Accroître les programmes d'aide alimentaire
«Si nous voulons travailler à la paix sociale, nous devons avant tout reconnaître la valeur de l'autre en tant qu'autre, et sa contribution au bien commun», poursuivent les évêques. Selon eux, tous les espaces de soins qui fournissent de la nourriture, toutes les cuisines communautaires, les paroisses, les Églises évangéliques et les mouvements populaires doivent recevoir de l'aide sans délai, sans hésiter à recourir à des programmes comme le PNUD (Programme des Nations unies pour le développement) «qui ont prouvé leur effet positif et qui peuvent être appliqués en tous ces lieux.»
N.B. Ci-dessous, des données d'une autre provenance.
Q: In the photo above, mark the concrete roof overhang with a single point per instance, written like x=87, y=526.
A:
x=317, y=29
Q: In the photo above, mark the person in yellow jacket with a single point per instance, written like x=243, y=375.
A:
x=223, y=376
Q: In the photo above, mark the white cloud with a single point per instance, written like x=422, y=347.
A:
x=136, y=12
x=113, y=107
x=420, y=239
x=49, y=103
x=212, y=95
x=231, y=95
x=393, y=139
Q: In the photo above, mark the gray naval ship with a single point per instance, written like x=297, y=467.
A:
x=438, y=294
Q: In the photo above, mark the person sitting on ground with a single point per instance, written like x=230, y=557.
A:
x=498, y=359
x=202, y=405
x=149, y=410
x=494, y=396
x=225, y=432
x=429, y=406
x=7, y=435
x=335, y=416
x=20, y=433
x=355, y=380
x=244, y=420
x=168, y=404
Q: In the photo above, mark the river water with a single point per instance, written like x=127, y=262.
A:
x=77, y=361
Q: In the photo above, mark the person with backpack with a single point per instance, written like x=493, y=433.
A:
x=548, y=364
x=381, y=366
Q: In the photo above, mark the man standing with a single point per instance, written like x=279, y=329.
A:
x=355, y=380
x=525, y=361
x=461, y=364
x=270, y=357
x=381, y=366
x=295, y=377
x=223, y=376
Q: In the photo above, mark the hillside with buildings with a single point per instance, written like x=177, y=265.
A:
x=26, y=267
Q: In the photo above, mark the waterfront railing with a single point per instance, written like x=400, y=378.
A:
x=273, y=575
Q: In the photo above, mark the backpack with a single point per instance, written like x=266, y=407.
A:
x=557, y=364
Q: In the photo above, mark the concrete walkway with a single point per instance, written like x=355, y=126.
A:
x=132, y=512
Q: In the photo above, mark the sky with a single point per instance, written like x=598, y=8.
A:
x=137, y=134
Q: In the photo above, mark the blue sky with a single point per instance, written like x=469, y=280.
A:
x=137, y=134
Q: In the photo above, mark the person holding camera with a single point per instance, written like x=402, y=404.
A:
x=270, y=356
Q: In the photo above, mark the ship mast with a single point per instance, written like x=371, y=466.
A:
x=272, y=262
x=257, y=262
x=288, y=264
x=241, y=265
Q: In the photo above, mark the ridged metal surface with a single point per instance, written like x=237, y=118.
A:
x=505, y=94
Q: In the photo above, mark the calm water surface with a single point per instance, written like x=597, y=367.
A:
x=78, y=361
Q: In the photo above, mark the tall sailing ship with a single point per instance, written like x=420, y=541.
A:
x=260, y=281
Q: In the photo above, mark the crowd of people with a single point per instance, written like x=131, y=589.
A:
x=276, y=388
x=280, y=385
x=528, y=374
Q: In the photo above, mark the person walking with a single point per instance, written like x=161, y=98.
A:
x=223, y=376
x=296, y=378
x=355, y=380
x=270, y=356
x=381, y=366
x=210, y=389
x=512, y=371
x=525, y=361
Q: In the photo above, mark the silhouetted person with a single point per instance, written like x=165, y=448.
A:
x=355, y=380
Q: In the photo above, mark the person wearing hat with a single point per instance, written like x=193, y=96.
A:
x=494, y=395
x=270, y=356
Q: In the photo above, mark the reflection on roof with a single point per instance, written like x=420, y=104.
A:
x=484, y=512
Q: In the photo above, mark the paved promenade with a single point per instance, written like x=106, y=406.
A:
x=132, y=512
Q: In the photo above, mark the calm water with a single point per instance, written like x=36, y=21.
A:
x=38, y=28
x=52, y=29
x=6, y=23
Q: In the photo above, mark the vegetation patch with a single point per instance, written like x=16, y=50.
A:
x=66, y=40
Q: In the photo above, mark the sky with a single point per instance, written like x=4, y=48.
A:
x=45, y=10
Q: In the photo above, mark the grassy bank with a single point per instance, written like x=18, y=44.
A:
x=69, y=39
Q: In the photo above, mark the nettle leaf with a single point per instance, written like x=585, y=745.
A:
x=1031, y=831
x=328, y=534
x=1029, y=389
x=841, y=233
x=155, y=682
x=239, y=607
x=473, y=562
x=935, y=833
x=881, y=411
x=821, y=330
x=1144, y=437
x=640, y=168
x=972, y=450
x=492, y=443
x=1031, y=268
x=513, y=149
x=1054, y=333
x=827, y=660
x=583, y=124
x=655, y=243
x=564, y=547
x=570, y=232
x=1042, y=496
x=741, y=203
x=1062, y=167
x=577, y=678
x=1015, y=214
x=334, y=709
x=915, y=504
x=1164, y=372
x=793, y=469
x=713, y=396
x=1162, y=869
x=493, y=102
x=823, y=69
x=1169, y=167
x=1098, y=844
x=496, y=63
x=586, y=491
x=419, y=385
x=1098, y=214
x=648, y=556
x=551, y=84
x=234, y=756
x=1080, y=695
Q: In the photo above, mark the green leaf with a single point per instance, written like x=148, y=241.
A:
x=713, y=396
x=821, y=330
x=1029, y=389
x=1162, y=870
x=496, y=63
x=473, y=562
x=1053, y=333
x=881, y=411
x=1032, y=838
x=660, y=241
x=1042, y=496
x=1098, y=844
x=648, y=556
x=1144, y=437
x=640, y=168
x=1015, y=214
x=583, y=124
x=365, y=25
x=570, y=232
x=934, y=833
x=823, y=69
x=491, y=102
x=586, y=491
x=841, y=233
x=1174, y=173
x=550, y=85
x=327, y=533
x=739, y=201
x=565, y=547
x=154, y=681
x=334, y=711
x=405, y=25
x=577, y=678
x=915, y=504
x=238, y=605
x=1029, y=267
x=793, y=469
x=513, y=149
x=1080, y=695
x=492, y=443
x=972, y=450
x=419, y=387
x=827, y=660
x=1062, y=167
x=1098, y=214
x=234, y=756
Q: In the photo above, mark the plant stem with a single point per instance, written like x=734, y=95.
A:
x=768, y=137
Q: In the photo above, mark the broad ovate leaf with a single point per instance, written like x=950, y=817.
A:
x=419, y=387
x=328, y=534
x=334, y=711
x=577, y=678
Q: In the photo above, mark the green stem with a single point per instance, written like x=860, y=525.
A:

En parallèle aux premières mesures d'austérité dès décembre, à la libéralisation des prix, et à la dévaluation de 50% du peso, sur fond d'inflation record (211%) le gouvernement du président Javier Milei avait annoncé en janvier des mesures d'urgence à destination des plus démunis, comme le doublement des bons alimentaires, jusqu'à 91.000 pesos (103 dollars) et des allocations familiales, à 41.000 pesos (43 dollars). L'état d'urgence alimentaire avait déjà été décrété dans le pays en 2019. Il fut instauré en 2002 lors de la grande crise économique que traversait le pays.